Stephen Hammond: To ask the Secretary of State for Transport what the evidential basis is for her Departments calculation that each rail passenger requires 0.45 square metres of space as stated on page 153 of her Department's 2007 White Paper, Delivering a Sustainable Railway. 
Mr. Tom Harris: As the White Paper states, the 0.45 square metres figure is one that has been in general use within the industry. It has been used for some time, in conjunction with other measures which are also described in the White Paper, as a rule of thumb when calculating train capacity. It was determined by the Strategic Rail Authority (SRA), based on earlier work by the British Railways Board.
Mr. Tom Harris: The Department for Transports calculation of train capacity is based on a consistently applied calculation, which uses the size of the interior of each passenger railway vehicle, divided by a space of 0.45 m(2) which is an industry-standard calculation of the space occupied by each passenger.
Any structures, such as luggage racks are included in the calculation, and the total size of the vehicle interior is reduced accordingly to reflect where these structures exist. These calculations are updated when modifications are made to the interior of any fleet of passenger rail vehicles.
Stephen Hammond: To ask the Secretary of State for Transport what the supporting evidence is for her Departments calculation, for rolling stock with no information on furnishable space available, that train capacity is 1.4 times the number of seats, and 1.2 times the number of seats on inter-city rolling stock. 
Mr. Tom Harris: This calculation was undertaken to support the rail High Level Output Specification, published in July 2007. For the small numbers of rolling stock where detailed information was not readily available at the time, the train capacity was based on the approximate mid-point of the range of similar trains where full data were available. While commuter and regional rolling stock types have similar seat and standing densities, inter-city rolling stock tends to have a lower seating density.
Stephen Hammond: To ask the Secretary of State for Transport how many (a) locomotives, (b) multiple units, (c) freight wagons and (d) carriages were in use on the rail network in the most recent period for which figures are available, broken down by (i) train operating company and (ii) class. 
Mrs. Villiers: To ask the Secretary of State for Transport pursuant to the answer of 22 April 2008, Official Report, column 1895W, on railways: Scotland, what work she has asked Network Rail to undertake on new lines and high speed rail lines between England and Scotland. 
Stephen Hammond: To ask the Secretary of State for Transport how many trains she plans to order in the first phase of the (a) Thameslink and (b) Intercity Express Programme Order in the summer of 2009. 
The Thameslink Rolling Stock project intends to order an entire new fleet to operate the enhanced Thameslink service from December 2015. The fleet size will be between 900 and 1,300 vehicles depending on detailed service planning.
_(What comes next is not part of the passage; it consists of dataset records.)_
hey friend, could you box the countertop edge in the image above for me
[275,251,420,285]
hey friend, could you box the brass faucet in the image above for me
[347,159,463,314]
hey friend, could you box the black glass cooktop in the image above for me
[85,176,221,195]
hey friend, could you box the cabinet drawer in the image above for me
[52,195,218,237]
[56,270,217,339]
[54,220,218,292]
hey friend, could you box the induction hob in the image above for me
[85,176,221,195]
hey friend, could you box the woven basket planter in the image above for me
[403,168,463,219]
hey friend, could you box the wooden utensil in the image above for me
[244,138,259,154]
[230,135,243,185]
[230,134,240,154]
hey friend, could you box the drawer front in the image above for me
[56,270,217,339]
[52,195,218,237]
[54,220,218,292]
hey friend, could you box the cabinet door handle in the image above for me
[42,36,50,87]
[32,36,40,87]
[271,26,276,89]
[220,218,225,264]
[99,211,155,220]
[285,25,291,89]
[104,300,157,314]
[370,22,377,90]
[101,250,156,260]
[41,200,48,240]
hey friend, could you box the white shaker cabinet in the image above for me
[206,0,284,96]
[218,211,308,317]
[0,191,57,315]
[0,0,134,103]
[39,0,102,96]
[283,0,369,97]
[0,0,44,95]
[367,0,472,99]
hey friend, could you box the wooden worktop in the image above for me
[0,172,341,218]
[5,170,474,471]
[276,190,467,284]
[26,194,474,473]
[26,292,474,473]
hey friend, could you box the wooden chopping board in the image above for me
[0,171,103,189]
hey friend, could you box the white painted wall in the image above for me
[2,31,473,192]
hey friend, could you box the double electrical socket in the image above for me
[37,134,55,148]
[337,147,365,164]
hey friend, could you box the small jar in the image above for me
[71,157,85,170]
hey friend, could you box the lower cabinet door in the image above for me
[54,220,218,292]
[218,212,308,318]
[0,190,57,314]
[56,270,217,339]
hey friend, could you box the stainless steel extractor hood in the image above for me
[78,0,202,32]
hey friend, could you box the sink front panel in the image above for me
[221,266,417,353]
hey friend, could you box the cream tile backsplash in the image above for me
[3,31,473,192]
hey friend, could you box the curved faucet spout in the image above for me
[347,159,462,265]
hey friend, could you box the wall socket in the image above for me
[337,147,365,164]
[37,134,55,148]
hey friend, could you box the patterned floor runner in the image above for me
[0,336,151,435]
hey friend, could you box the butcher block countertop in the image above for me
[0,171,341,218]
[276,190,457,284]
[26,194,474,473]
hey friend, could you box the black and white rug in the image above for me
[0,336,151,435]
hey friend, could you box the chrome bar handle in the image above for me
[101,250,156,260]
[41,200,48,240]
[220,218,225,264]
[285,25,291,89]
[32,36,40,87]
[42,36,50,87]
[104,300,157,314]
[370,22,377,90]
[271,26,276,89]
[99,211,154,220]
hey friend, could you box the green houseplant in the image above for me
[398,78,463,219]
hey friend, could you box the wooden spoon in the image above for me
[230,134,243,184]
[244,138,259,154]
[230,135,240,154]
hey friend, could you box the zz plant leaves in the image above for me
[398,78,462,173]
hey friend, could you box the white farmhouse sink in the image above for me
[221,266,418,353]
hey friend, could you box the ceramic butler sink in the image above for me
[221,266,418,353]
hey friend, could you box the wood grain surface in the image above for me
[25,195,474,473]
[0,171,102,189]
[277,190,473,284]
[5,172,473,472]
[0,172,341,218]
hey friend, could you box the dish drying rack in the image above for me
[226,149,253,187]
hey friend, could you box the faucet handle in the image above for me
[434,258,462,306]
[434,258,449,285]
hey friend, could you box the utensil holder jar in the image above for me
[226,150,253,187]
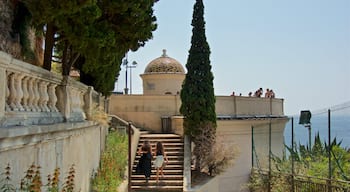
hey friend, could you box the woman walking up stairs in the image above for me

It is intended to award a single contract for the whole fleet in summer 2009 at which time the delivery schedule for the vehicles will be agreed.
In the case of the Inter-city Express Programme (IEP) the number of trains will be determined by the train service provider based on the performance regime they have contracted to meet and the number of trains required to operate the timetable for the chosen routes. While the Secretary of State for Transport will provide a commitment to use the trains over a 20 year period there will not be an order for a specific number of trains. Consequently, until IEP bids have been received and evaluated a broad estimate of between 600 and 1,200 vehicles can be assumed.